In this example, an agglomerated feed supplement containing lipids within a protective protein-aldehyde complex is produced utilizing the technique and apparatus described above. The oil seed consisting of a mixture of 35 lbs. raw whole sunflower seed and 15 lbs. soybeans which in combination, contain 24.8% by weight protein and 14% by weight moisture, was admixed with 1 lb. sodium hydroxide and 1 lb. paraformaldehyde in a mixer for 10 minutes.

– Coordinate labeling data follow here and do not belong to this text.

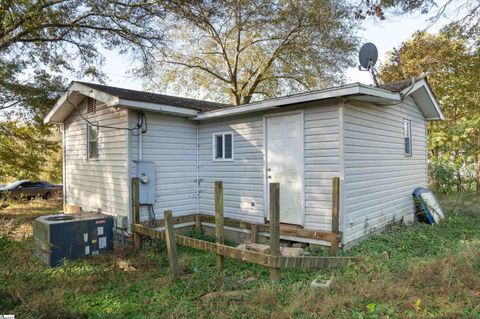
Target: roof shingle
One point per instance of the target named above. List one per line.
(134, 95)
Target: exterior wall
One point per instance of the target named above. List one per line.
(379, 178)
(244, 179)
(170, 142)
(322, 162)
(97, 183)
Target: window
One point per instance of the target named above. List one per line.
(92, 138)
(91, 105)
(223, 146)
(407, 136)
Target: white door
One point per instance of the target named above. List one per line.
(285, 164)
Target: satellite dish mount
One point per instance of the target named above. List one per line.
(367, 57)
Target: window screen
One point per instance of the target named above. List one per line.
(228, 146)
(92, 138)
(219, 146)
(223, 146)
(91, 105)
(407, 134)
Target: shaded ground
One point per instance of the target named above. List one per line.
(431, 272)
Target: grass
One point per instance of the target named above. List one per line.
(430, 272)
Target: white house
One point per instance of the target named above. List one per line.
(374, 139)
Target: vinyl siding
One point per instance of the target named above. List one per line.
(322, 162)
(379, 178)
(242, 178)
(97, 183)
(170, 142)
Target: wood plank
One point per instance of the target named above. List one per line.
(136, 211)
(254, 233)
(171, 245)
(219, 237)
(176, 220)
(248, 255)
(335, 214)
(274, 228)
(198, 223)
(285, 230)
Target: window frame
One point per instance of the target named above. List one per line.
(89, 141)
(407, 133)
(91, 105)
(214, 146)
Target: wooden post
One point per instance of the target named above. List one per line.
(254, 233)
(198, 223)
(171, 244)
(219, 220)
(335, 214)
(136, 210)
(274, 227)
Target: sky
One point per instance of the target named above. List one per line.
(385, 35)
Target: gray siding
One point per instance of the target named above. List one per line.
(243, 178)
(97, 183)
(322, 162)
(170, 143)
(379, 178)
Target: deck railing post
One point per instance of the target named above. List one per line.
(136, 210)
(274, 228)
(335, 214)
(219, 222)
(171, 244)
(198, 223)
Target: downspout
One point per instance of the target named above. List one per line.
(64, 165)
(198, 173)
(140, 144)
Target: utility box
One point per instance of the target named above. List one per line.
(71, 236)
(146, 182)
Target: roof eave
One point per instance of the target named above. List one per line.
(433, 104)
(349, 90)
(155, 107)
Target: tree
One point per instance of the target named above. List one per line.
(241, 51)
(39, 39)
(451, 65)
(40, 42)
(464, 14)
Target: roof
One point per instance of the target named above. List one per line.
(388, 93)
(142, 96)
(396, 86)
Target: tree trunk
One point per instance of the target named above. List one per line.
(477, 157)
(459, 181)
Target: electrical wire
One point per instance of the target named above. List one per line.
(136, 131)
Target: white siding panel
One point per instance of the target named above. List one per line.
(243, 177)
(322, 163)
(170, 143)
(379, 178)
(100, 183)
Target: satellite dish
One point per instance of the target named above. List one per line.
(368, 55)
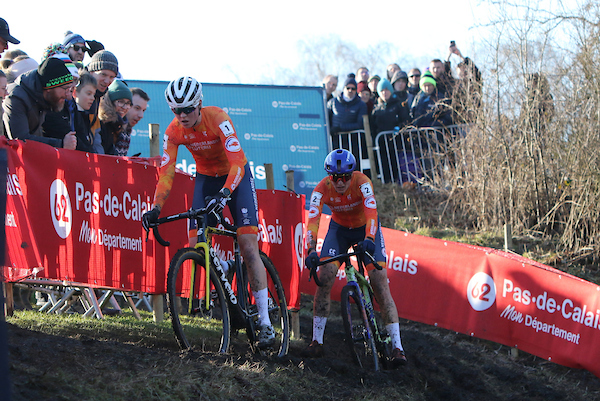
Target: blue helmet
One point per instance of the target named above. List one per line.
(340, 161)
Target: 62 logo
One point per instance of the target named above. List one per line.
(60, 206)
(481, 291)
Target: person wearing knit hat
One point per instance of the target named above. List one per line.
(384, 84)
(427, 83)
(119, 90)
(346, 110)
(75, 46)
(373, 81)
(5, 36)
(114, 106)
(350, 80)
(36, 93)
(390, 112)
(105, 67)
(20, 66)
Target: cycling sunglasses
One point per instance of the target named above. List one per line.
(343, 177)
(186, 110)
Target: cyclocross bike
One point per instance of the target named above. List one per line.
(202, 300)
(370, 345)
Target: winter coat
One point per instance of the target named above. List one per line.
(346, 116)
(59, 123)
(25, 110)
(115, 136)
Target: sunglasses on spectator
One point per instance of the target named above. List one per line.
(343, 177)
(186, 110)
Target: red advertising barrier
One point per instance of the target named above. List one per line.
(76, 217)
(490, 294)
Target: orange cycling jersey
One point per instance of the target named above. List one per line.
(352, 209)
(214, 145)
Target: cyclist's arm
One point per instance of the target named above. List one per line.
(167, 171)
(233, 151)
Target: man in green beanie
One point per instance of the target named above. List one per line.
(38, 92)
(114, 106)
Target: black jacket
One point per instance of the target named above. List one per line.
(25, 110)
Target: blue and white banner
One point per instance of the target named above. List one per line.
(281, 125)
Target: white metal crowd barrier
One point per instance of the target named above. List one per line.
(411, 155)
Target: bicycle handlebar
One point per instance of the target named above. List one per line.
(346, 257)
(192, 214)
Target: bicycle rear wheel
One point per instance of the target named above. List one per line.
(278, 312)
(359, 334)
(197, 325)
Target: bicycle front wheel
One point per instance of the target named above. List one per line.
(198, 324)
(359, 334)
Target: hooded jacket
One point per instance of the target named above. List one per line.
(388, 115)
(25, 110)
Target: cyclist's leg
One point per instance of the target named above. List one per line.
(204, 186)
(335, 243)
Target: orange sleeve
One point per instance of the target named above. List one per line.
(233, 151)
(167, 170)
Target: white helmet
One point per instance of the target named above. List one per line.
(183, 92)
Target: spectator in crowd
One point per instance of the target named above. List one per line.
(19, 66)
(443, 78)
(75, 46)
(391, 69)
(373, 81)
(105, 67)
(399, 82)
(349, 195)
(362, 74)
(37, 92)
(5, 36)
(139, 100)
(330, 82)
(3, 85)
(13, 54)
(429, 108)
(84, 96)
(113, 121)
(94, 47)
(365, 95)
(414, 75)
(467, 96)
(346, 110)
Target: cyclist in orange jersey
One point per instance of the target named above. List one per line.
(222, 177)
(349, 195)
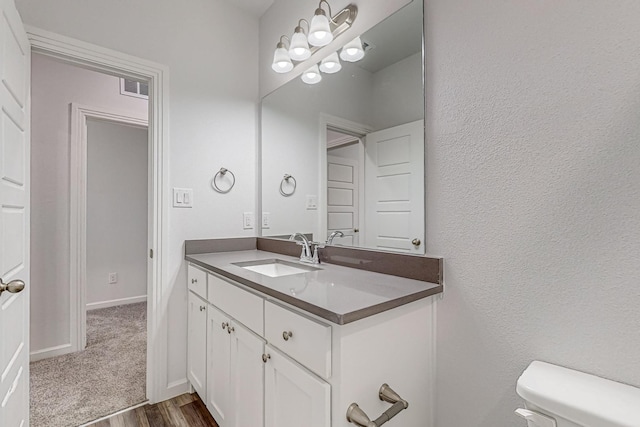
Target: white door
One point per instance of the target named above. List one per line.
(247, 377)
(14, 218)
(219, 366)
(197, 345)
(293, 396)
(342, 200)
(394, 194)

The mixture was then comminuted in a hammer mill and run through a sieve with a 3/32 inch screen. The comminuted mixture of uniform particulate size was then run through the extruder. The average temperature in the extruder was about 150°F.
Samples of the agglomerated product and samples of unreacted comminuted seed used as a control group were then separately incubated anaerobically at 38°C. with strained rumen fluid obtained from a sheep which had been fasted for at least 12 hours. The degree of hydrogenation was determined by comparing the percentage weight of linoleic acid present in the respective mixtures before and after incubation. The resistance level of the control group as 18% while the resistance of the agglomerated product was 68%.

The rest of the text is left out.